Unraveling the Mysteries of Quantile Regression: A Comprehensive Analysis and Python Implementation

5 min readMay 12, 2023

The world of predictive modeling and machine learning is vast and filled with countless statistical techniques. One such technique, often overshadowed by its more popular counterparts, is Quantile Regression. In this article, we delve deep into the arcane world of Quantile Regression, elucidating its applications, advantages, and disadvantages. Additionally, we provide Python code to implement both a common Quantile Regression and a LightGBM-based approach.

Quantile Regression: A Brief Overview

Traditional linear regression techniques, such as Ordinary Least Squares (OLS), focus on predicting the conditional mean of a response variable given a set of predictors.
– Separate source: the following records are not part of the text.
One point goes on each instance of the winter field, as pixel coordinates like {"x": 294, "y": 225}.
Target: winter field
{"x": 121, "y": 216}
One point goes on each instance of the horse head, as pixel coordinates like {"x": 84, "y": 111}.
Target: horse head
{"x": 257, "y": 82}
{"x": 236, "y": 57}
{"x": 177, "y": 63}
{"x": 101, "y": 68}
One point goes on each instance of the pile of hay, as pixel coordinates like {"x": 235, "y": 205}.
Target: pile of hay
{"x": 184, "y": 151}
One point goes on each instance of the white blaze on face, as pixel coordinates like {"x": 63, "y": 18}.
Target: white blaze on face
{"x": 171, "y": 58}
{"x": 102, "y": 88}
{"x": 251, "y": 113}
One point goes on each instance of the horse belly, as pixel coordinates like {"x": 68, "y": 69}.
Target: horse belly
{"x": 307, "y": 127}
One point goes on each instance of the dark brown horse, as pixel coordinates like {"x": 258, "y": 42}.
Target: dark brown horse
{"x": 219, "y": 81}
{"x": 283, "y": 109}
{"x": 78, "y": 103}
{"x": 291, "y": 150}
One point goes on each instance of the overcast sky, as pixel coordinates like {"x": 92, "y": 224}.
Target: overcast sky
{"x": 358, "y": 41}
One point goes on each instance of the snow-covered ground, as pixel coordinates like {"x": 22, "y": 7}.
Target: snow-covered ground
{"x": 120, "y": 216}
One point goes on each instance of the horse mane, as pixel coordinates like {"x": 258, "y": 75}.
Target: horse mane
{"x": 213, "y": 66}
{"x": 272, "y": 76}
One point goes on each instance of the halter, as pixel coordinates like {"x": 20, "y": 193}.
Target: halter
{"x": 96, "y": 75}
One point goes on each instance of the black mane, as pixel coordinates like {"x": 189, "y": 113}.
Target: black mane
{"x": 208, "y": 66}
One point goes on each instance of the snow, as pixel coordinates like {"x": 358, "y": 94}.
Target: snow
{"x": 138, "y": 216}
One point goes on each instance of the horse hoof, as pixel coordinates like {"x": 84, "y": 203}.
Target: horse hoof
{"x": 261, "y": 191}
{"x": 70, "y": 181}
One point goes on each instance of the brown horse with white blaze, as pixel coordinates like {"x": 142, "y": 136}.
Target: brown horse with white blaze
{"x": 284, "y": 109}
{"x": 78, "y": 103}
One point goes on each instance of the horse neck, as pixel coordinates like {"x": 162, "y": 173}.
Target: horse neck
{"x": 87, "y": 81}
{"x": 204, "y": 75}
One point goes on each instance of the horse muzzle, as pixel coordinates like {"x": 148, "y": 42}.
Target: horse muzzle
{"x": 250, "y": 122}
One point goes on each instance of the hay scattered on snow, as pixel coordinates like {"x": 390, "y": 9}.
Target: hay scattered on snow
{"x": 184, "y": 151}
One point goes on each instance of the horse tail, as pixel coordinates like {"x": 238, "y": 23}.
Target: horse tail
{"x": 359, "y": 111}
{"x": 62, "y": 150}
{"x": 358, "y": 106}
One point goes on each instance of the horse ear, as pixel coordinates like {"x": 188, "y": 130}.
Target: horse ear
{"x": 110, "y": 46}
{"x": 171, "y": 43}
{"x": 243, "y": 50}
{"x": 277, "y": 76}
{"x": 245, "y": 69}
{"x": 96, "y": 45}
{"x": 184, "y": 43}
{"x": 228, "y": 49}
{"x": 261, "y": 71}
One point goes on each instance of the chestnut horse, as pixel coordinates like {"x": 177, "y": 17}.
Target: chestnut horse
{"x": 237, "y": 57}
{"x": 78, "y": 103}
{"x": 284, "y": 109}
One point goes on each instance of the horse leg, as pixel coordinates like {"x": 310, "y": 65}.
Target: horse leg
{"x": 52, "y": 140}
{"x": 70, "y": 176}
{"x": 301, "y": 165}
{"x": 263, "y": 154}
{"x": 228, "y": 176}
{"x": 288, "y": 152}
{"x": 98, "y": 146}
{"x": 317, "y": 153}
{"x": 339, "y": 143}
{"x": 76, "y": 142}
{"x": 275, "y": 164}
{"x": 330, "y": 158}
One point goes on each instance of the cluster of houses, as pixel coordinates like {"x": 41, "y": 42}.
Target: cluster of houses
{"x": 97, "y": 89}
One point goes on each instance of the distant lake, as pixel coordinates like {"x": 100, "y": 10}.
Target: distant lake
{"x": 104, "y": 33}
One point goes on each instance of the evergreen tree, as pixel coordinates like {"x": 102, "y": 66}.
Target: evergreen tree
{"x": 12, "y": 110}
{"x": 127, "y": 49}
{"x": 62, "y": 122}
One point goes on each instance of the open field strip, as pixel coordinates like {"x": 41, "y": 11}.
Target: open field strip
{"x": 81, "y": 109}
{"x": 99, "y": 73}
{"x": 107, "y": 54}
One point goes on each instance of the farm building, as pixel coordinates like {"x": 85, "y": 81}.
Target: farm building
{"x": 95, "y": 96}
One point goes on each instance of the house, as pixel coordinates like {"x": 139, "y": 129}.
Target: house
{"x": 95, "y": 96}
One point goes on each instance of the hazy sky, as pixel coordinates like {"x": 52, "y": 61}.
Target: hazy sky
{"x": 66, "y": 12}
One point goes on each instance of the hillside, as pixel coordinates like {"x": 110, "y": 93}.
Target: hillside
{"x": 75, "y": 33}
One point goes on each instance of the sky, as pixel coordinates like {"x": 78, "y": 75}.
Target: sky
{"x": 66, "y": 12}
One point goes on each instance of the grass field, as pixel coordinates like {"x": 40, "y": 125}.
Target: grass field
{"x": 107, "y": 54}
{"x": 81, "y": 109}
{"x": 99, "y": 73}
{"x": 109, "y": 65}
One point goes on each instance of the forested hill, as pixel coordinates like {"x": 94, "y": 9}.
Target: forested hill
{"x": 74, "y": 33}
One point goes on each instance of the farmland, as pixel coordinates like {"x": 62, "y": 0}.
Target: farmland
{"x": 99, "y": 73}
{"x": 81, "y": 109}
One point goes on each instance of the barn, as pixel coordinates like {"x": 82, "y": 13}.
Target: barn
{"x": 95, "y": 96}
Quantile Regression, on the other hand, aims to model the conditional quantile of the response variable, making it a powerful tool for understanding the relationship between variables across various quantiles of the response distribution.

Applications

Finance: Quantile Regression is used to model and predict financial risk, including Value-at-Risk (VaR) and Conditional Value-at-Risk (CVaR) for portfolio optimization and risk management.

Medicine: In medical research, Quantile Regression helps analyze relationships between variables across the entire distribution, offering insights into treatment effectiveness at various stages of a disease.

Ecology: Quantile Regression enables ecologists to study species distribution patterns and habitat preferences, providing valuable information for conservation efforts.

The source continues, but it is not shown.